Capital gains on transfer of assets in cases of shifting of industrial undertaking from urban area – Section 54H. This section provides exemption on transfer of asset in the case of shifting of industrial undertaking from the urban area to non-urban area. For this purpose, “urban area” means any such area within the limits of a municipal corporation as the Central Government may, having regard to the population, concentration of industries and other relevant factors, declare to be an urban area for the purposes of this section. Exemption can be availed if the following conditions are satisfied:

 

  1. A capital asset being plant, machinery, land or building or any right in land or building used for the purpose of an industrial undertaking situated in an urban area is transferred.

 

  1. The transfer is effected for the purpose of shifting of such industrial undertaking from urban area to non-urban area.

 

  1. Acquired land/ building or constructed building for the business in the said area

 

  1. Shifted the original asset and transferred the establishment to such area.

 

  1. Incurred expenses on such other purpose as may be specified in a scheme framed by the Central Government for the purposes of this section.

 

  1. Scheme of Deposit

 

The new asset can be purchased/ constructed within 3 years from the date of transfer of original asset. However, the taxpayer has to submit his return of income on or before the due-date of submission of return of income. The deposit should be utilized for purchase/ construction of new property within the stipulated time-frame. The unutilized amount will be taxable in the year in which the 3-year time limit expires. It shall be treated as long-term or short-term capital gains depending upon the original capital gain.

 

  1. Amount of Exemption

 

The amount of exemption under section 54GA would be lower of the following:

 

  1. The amount of capital gain generated on transfer of capital assets in the case of shifting of an industrial undertaking.

 

  1. The cost and expenses incurred in relation to all or any of the purposes mentioned in (a) to (e) above.

 

  1. Capital Gain on Transfer of Residential Property – Section 54H

 

Section 54H has been introduced for the assesse to finance their small/medium enterprise by transferring their residential property. It encourages investment in SME segment (Small & Medium Enterprises) in the manufacturing sector.
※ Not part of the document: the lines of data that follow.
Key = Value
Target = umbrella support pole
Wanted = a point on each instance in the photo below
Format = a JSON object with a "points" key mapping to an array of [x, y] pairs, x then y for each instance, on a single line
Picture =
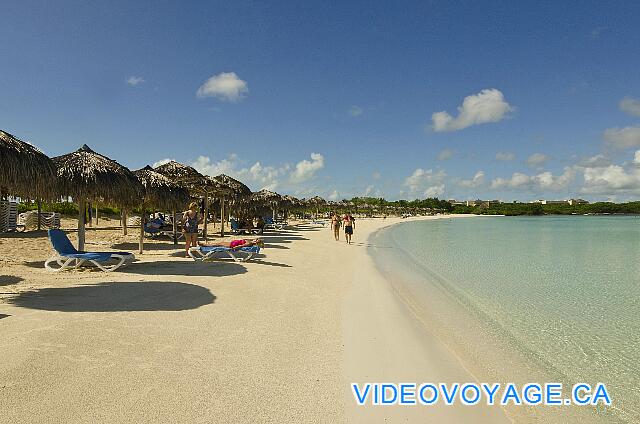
{"points": [[206, 212], [222, 217], [39, 214], [175, 228], [81, 217], [141, 241]]}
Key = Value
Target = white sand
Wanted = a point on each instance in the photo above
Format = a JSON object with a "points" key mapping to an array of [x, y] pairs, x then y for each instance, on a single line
{"points": [[171, 340]]}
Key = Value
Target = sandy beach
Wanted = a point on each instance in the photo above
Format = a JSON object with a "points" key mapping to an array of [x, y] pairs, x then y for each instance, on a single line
{"points": [[167, 339]]}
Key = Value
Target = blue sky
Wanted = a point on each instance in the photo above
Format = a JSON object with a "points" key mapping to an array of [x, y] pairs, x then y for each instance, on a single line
{"points": [[507, 100]]}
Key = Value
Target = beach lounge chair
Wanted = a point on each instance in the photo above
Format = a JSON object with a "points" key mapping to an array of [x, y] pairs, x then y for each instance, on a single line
{"points": [[270, 223], [235, 229], [242, 254], [68, 257]]}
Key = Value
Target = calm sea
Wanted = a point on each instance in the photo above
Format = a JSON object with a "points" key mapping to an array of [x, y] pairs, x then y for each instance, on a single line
{"points": [[528, 298]]}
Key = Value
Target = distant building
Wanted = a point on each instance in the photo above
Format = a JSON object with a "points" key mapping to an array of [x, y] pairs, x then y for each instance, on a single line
{"points": [[570, 202], [577, 202], [551, 202]]}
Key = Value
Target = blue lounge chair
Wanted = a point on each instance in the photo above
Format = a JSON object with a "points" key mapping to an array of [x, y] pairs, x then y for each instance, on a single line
{"points": [[242, 254], [235, 229], [68, 257], [270, 223]]}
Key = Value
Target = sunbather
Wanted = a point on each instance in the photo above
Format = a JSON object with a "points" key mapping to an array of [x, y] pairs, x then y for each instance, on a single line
{"points": [[234, 244]]}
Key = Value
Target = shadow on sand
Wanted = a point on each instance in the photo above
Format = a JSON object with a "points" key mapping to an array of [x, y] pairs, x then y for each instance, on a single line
{"points": [[186, 268], [148, 246], [7, 280], [117, 297]]}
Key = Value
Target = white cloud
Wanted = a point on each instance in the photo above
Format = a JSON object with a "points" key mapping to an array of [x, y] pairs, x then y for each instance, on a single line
{"points": [[225, 86], [256, 176], [505, 156], [426, 182], [622, 138], [544, 181], [610, 180], [133, 80], [476, 181], [630, 106], [598, 160], [434, 191], [355, 110], [446, 154], [487, 106], [537, 160], [306, 170], [262, 176], [161, 162]]}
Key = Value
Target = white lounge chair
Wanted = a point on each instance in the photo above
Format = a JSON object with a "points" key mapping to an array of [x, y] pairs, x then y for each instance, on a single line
{"points": [[68, 257], [242, 254]]}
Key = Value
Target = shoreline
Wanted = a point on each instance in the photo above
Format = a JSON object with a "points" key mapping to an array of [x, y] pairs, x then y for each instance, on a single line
{"points": [[386, 342], [166, 339], [479, 345]]}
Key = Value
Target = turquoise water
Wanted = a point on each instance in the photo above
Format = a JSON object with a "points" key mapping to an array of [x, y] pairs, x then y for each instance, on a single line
{"points": [[525, 298]]}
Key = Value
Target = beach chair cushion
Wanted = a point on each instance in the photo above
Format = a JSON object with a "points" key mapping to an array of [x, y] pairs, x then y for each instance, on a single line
{"points": [[66, 254], [242, 254]]}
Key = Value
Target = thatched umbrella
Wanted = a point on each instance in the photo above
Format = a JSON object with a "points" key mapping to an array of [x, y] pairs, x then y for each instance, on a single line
{"points": [[160, 192], [316, 201], [87, 175], [266, 197], [25, 171], [197, 184], [184, 175], [236, 188], [290, 202]]}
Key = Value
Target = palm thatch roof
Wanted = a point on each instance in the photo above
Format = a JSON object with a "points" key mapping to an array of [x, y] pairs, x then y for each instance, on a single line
{"points": [[238, 188], [189, 178], [160, 191], [315, 201], [87, 175], [265, 197], [24, 170], [291, 201]]}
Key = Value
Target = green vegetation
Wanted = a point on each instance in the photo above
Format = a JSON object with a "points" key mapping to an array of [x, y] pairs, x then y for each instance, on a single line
{"points": [[65, 208], [366, 204], [513, 209]]}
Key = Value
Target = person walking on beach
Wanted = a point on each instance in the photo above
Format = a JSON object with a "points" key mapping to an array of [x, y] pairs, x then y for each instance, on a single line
{"points": [[335, 225], [190, 221], [349, 226]]}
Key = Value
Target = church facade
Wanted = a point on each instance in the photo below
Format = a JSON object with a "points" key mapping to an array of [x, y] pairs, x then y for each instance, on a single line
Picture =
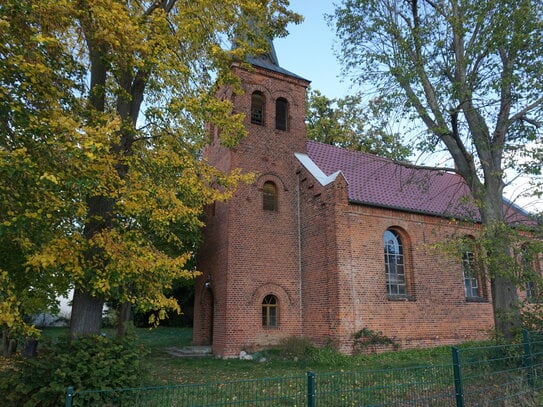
{"points": [[326, 241]]}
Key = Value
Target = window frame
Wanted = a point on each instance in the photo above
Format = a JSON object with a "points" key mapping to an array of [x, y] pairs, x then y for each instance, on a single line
{"points": [[258, 108], [530, 274], [270, 199], [270, 312], [281, 114], [473, 276], [398, 278]]}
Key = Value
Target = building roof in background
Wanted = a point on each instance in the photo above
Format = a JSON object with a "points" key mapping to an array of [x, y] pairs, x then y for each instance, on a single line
{"points": [[381, 182]]}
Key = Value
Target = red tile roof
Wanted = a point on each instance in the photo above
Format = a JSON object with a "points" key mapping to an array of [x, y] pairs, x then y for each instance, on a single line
{"points": [[378, 181]]}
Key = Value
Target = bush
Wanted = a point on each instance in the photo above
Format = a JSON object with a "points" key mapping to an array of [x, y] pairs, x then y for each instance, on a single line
{"points": [[367, 340], [92, 362]]}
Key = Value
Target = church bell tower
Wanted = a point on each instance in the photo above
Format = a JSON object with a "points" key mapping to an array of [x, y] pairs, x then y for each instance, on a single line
{"points": [[249, 294]]}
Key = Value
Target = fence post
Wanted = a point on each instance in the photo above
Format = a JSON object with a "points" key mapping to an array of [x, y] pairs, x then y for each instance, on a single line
{"points": [[311, 397], [69, 396], [528, 357], [458, 386]]}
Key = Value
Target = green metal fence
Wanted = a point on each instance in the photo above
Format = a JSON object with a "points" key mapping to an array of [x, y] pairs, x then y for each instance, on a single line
{"points": [[508, 375]]}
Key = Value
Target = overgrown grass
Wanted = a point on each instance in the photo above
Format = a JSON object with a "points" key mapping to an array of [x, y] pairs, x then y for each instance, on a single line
{"points": [[293, 358]]}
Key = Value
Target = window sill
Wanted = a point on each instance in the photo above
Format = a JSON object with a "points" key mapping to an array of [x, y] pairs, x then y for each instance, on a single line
{"points": [[476, 299], [401, 298]]}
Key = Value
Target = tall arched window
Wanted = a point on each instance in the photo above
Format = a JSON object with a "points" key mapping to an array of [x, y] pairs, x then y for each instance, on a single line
{"points": [[474, 282], [257, 108], [270, 311], [394, 264], [269, 196], [530, 274], [281, 114], [471, 283]]}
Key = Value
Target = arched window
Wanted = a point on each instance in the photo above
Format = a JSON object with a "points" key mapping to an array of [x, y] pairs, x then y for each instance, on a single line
{"points": [[281, 114], [471, 283], [270, 311], [269, 196], [530, 274], [474, 282], [257, 108], [394, 264]]}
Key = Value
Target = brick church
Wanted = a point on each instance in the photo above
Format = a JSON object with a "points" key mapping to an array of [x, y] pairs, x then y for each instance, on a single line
{"points": [[328, 241]]}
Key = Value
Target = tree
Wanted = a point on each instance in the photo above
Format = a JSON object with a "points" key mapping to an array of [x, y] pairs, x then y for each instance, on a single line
{"points": [[349, 124], [470, 71], [103, 106]]}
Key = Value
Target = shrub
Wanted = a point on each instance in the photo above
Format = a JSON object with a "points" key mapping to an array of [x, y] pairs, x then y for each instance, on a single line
{"points": [[367, 340], [91, 362], [295, 347]]}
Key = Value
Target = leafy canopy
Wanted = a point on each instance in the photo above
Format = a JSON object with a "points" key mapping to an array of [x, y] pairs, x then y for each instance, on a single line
{"points": [[103, 105], [348, 123]]}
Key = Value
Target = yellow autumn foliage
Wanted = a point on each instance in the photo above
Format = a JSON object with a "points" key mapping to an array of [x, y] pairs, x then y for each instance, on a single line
{"points": [[105, 106]]}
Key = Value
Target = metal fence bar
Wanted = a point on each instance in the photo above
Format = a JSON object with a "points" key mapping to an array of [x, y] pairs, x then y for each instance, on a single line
{"points": [[458, 386], [311, 401]]}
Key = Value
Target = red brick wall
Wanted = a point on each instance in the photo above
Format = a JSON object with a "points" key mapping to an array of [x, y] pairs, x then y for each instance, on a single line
{"points": [[319, 255], [250, 252]]}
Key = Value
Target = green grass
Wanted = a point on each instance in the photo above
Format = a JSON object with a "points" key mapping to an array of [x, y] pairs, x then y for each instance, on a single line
{"points": [[379, 378], [166, 369]]}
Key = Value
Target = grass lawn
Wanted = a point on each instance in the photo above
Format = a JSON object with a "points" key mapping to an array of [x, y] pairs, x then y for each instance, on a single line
{"points": [[166, 369]]}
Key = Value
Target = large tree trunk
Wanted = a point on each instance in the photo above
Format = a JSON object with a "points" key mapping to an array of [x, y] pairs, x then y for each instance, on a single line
{"points": [[9, 345], [124, 318], [86, 316], [504, 288]]}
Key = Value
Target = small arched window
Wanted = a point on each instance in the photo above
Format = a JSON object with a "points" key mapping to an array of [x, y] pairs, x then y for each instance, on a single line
{"points": [[281, 114], [257, 108], [394, 264], [270, 311], [269, 196]]}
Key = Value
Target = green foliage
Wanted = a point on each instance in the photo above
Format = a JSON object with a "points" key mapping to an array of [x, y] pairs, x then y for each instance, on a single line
{"points": [[350, 124], [100, 191], [295, 347], [368, 340], [93, 362]]}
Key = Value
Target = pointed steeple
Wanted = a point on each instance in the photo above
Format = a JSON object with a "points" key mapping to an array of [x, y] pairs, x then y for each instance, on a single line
{"points": [[268, 60]]}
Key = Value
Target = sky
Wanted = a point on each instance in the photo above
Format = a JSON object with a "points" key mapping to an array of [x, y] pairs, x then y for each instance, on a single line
{"points": [[308, 51]]}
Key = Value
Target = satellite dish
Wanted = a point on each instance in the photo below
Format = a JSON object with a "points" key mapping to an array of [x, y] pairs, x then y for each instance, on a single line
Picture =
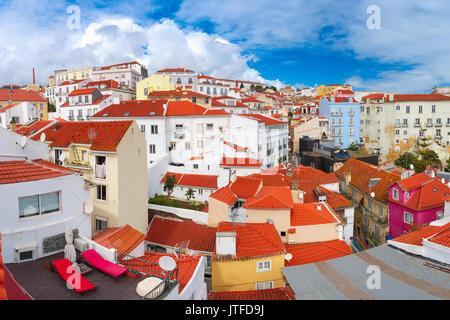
{"points": [[88, 208], [167, 263], [23, 141]]}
Exemption under this section is available if the following conditions are satisfied:

 

  1. The asset transferred should be a long-term residential property. It may be a house or a plot of land.

 

  1. The transfer should take place during April 1, 2012 and March 31, 2017.

 

  1. The assesse will have to utilize the net sale consideration for subscription in equity shares in an “eligible company”, before the due-date of furnishing of return of income.

 

  1. The eligible company should utilize this amount for the purchase of a “new asset “, before the due-date of furnishing of return of income by the assesse or shall deposit the amount in capital gain deposit account.

 

  1. Eligible Company

 

It means a company which satisfies the following conditions:

 

  1. It is incorporated on or after April 1 of the previous year in which residential property is transferred but on or before the due-date of furnishing the return of income under section 139 (1) by the assesse.

 

  1. It is engaged in the business of manufacture of any article or thing.

 

  1. The assesse has more than 50% share capital/voting right after subscription in shares by assesse.

 

  1. The company qualifies to be a SME under the Micro, Small and Medium Enterprises Act, 2006.i.e. its investment in plant and machinery should be more than Rs.25 lakhs but less than Rs.10 crores.

 

  1. New Asset

 

It means new plant and machinery but does not include the following:

 

  1. Any plant or machinery which is used in India or outside India by any person before its installation by the eligible company.

 

  1. Any once appliance.

 

  1. Computer/ Computer software.

 

  1. Any vehicle.

 

  1. Revoke of Exemption

 

It shall be taxable as long term capital gain of the assesse in the year in which the assesse or the eligible company commits the following defaults:

 

  1. If the equity shares in the eligible company are sold or otherwise transferred by the assesse within 5 years from the date of its acquisition.

 

  1. If the deposit account is not utilized fully or partly by the eligible company for purchasing the new asset within 1 year from the date of subscription in equity shares by the assesse.

 

  1. Extension of Time Limit for Acquiring New Asset – Section 54H

 

Where the transfer of a capital asset is by way of compulsory acquisition under any law and the amount of compensation awarded for such acquisition is not received by the assesse on the date of such transfer, then for availing the benefit under sections 54, 54B, 54D, 54EC and 54F the time limit shall be reckoned from the date of receipt of such compensation.

 

  1. Initial Compensation

 

If the initial compensation is received in parts, then the entire compensation is taxable in the year in which a part is first received. However, the time limit for acquiring new asset or for depositing the amount of capital gain in Capital Gain Account Scheme under sections 54, 54B, 54D, 54EC & 54F shall be determined on the basis of dates of receipt of different parts of initial compensation.